- Map showing Dumtahar (#546) in Khiron CD block
- Dumtahar Location in Uttar Pradesh, India
- Coordinates: 26°20′01″N 80°53′05″E﻿ / ﻿26.333566°N 80.884699°E
- Country: India
- State: Uttar Pradesh
- District: Raebareli

Area
- • Total: 3.268 km^{2} (1.262 sq mi)

Population (2011)
- • Total: 2,577
- • Density: 788.6/km^{2} (2,042/sq mi)

Languages
- • Official: Hindi
- Time zone: UTC+5:30 (IST)
- Vehicle registration: UP-35

= Dumtahar =

Dumtahar is a village in Khiron block of Rae Bareli district, Uttar Pradesh, India. It is located 16 km from Lalganj, the tehsil headquarters. As of 2011, it has a population of 2,577 people, in 540 households. It has 3 primary schools and no healthcare facilities and it hosts a weekly haat but not a permanent market. It belongs to the nyaya panchayat of Paho.

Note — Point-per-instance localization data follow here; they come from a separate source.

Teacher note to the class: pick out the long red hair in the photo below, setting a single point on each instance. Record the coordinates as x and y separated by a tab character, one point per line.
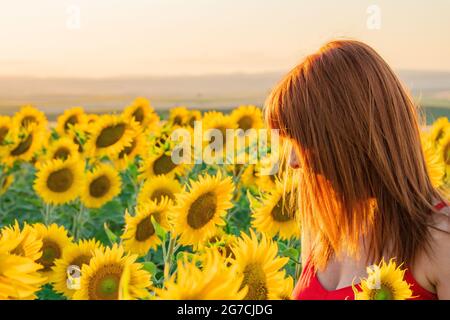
363	177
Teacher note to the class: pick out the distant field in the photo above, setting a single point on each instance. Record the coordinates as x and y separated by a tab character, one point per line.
208	92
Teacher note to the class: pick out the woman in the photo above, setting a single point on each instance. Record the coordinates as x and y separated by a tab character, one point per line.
364	190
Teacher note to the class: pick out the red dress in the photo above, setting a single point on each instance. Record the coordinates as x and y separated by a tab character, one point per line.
315	291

The 1951 census recorded Dumtahar as comprising 6 hamlets, with a total population of 831 people (426 male and 405 female), in 173 households and 171 physical houses. The area of the village was given as 815 acres. 43 residents were literate, all male. The village was listed as belonging to the pargana of Khiron and the thana of Gurbakshganj.

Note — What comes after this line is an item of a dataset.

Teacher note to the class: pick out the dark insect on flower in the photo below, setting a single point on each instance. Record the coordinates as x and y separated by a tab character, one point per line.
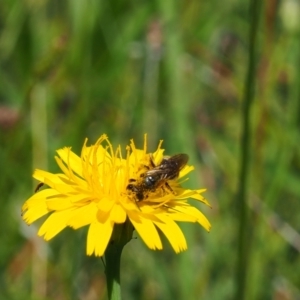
158	176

The 1961 census recorded Dumtahar (as "Dumta Har") as comprising 6 hamlets, with a total population of 980 people (485 male and 495 female), in 195 households and 175 physical houses. The area of the village was given as 815 acres.

The 1981 census recorded Dumtahar as having a population of 922 people, in 278 households, and having an area of 326.99 hectares. The main staple foods were given as wheat and rice.

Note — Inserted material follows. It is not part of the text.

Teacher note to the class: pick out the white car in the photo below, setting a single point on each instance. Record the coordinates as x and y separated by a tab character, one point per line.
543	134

The 1991 census recorded Dumtahar (as "Dumarher") as having a total population of 1,772 people (897 male and 875 female), in 330 households and 323 physical houses. The area of the village was listed as 327 hectares. Members of the 0-6 age group numbered 409, or 23% of the total; this group was 54% male (222) and 46% female (187). Members of scheduled castes made up 64% of the village's population, while no members of scheduled tribes were recorded. The literacy rate of the village was 19.5% (288 men and 58 women). 584 people were classified as main workers (406 men and 178 women), while 248 people were classified as marginal workers (50 men and 192 women); the remaining 946 residents were non-workers. The breakdown of main workers by employment category was as follows: 409 cultivators (i.e. people who owned or leased their own land); 138 agricultural labourers (i.e. people who worked someone else's land in return for payment); 1 worker in livestock, forestry, fishing, hunting, plantations, orchards, etc.; 1 in mining and quarrying; 3 household industry workers; 5 workers employed in other manufacturing, processing, service, and repair roles; 2 construction workers; 2 employed in trade and commerce; 0 employed in transport, storage, and communications; and 23 in other services.